Identification of the Streptococcus gordonii glmM gene encoding phosphoglucosamine mutase and its role in bacterial cell morphology, biofilm formation, and sensitivity to antibiotics

Department of Pediatric Dentistry, Nippon Dental University School of Life Dentistry at Tokyo, Tokyo, Japan.

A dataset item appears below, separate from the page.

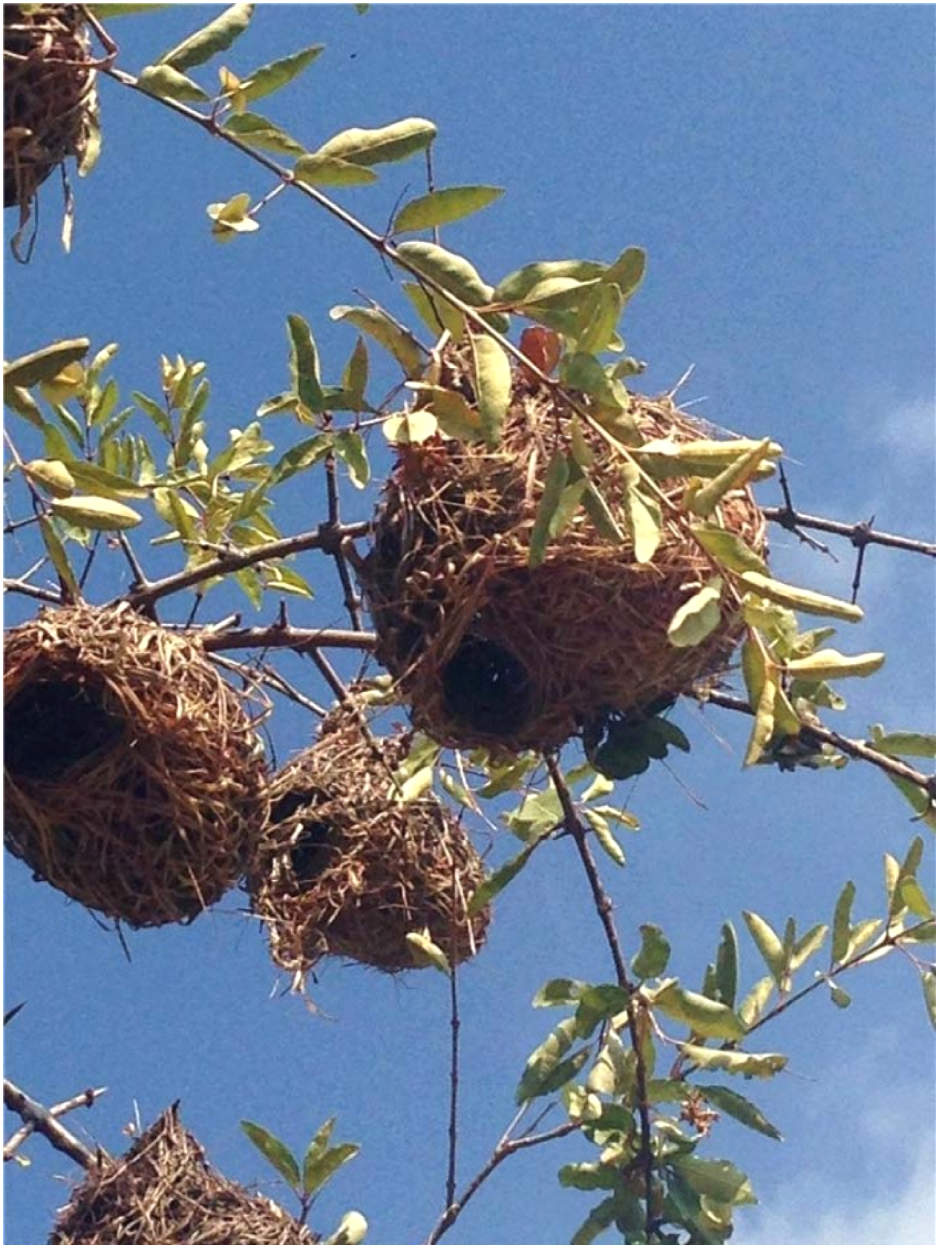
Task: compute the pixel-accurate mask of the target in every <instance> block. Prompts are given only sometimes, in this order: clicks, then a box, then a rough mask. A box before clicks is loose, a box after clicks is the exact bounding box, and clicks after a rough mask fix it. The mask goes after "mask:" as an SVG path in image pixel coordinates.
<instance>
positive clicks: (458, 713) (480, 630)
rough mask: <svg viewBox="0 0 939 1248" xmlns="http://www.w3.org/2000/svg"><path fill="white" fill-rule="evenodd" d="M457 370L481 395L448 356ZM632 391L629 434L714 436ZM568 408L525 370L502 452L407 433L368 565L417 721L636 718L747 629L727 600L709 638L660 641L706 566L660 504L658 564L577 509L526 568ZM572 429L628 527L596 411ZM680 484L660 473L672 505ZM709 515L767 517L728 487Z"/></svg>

FEMS Immunology & Medical Microbiology (Impact Factor: 3.08). 08/2008; 53(2):166-77. DOI: 10.1111/j.1574-695X.2008.00410.x
Source: PubMed


Phosphoglucosamine mutase (EC catalyzes the interconversion of glucosamine-6-phosphate into glucosamine-1-phosphate, an essential step in the biosynthetic pathway leading to the formation of peptidoglycan precursor uridine 5'-diphospho-N-acetylglucosamine. The gene (glmM) of Escherichia coli encoding the enzyme has been identified previously. We have now identified a glmM homolog in Streptococcus gordonii, an early colonizer on the human tooth and an important cause of infective endocarditis, and have confirmed that the gene encodes phosphoglucosamine mutase by assaying the enzymatic activity of the recombinant GlmM protein. Insertional glmM mutant of S. gordonii did not produce GlmM, and had a growth rate that was approximately half that of the wild type. Morphological analyses clearly indicated that the glmM mutation causes marked elongation of the streptococcal chains, enlargement of bacterial cells, and increased roughness of the bacterial cell surface. Furthermore, the glmM mutation reduces biofilm formation and increases sensitivity to penicillins relative to wild type. All of these phenotypic changes were also observed in a glmM deletion mutant, and were restored by the complementation with plasmid-borne glmM. These results suggest that, in S. gordonii, mutations in glmM appear to influence bacterial cell growth and morphology, biofilm formation, and sensitivity to penicillins.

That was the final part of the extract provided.